I have two (very large) arrays foo and bar of the same type. To be able to write some nice code, I would like to obtain a read-only slice, result, of the concatenation of the two arrays. This operation must run in O(1) time and space.

Array access for result must also be in O(1). More generally, if result were the concatenation of k array slices, an arbitrary array access for result should run in O(k).

I do not want to copy any elements of foo nor bar.

This would seem to be easy to implement into the Rust core, but no amount of searching has brought me a solution.

Answer 1

I'm afraid what you are asking is pretty much impossible if you require the result to be an actual slice.
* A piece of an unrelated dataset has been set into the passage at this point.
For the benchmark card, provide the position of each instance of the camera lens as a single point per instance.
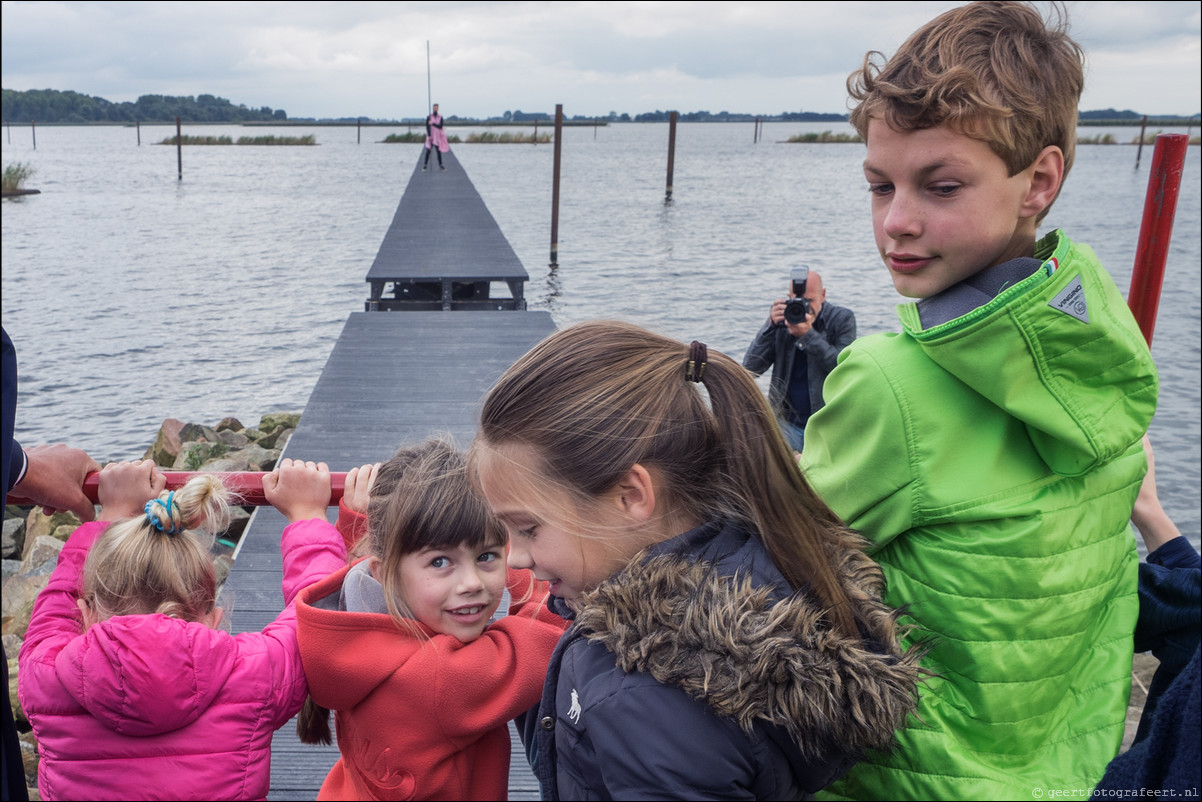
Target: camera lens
(797, 310)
A slice is a view into a block of memory. Contiguous memory. If you want a new slice by combining two other slices you have to copy the contents to a new location, so that you get a new contiguous block of memory.

If you are satisfied just concatenating by copying SliceConcatExt provides the methods concat and join on slices, which can be used on slices of custom types as long as they implement Clone:

#[derive(Clone, PartialEq, Debug)]
struct A {
    a: u64,
}

fn main() {
    assert_eq!(["hello", "world"].concat(), "helloworld");
    assert_eq!([[1, 2], [3, 4]].concat(), [1, 2, 3, 4]);
    assert_eq!([[A { a: 1 }, A { a: 2 }], [A { a: 3 }, A { a: 4 }]].concat(),
               [A { a: 1 }, A { a: 2 }, A { a: 3 }, A { a: 4 }]);
}

Note that even though SliceConcatExt is unstable, the methods themselves are stable. So there is no reason not to use them if copying is OK. If you can't copy you can't get a slice. In that case, you need to create a wrapper type, as explained in the answer of ker.

Answer 2

There isn't a predefined type, but you can easily create your own by implementing the Index trait for a type that holds both your slices:

use std::ops::Index;

struct Slice<'a, T: 'a>(&'a[T], &'a[T]);

impl<'a, T: 'a> Index<usize> for Slice<'a, T> {
    type Output = T;
    fn index(&self, index: usize) -> &T {
        if index < self.0.len() {
            &self.0[index]
        } else {
            &self.1[index - self.0.len()]
        }
    }
}

More generally, if result were the concatenation of k array slices, an arbitrary array access for result should run in O(k).

You can get slice access in O(log(k)), if your slice concatenation is O(k), by creating an array that holds the cumulative lengths of the slices and using a binary search to find the actual slice to index into.

This would require a macro, because we don't have a good enough constant evaluator yet and no value generics.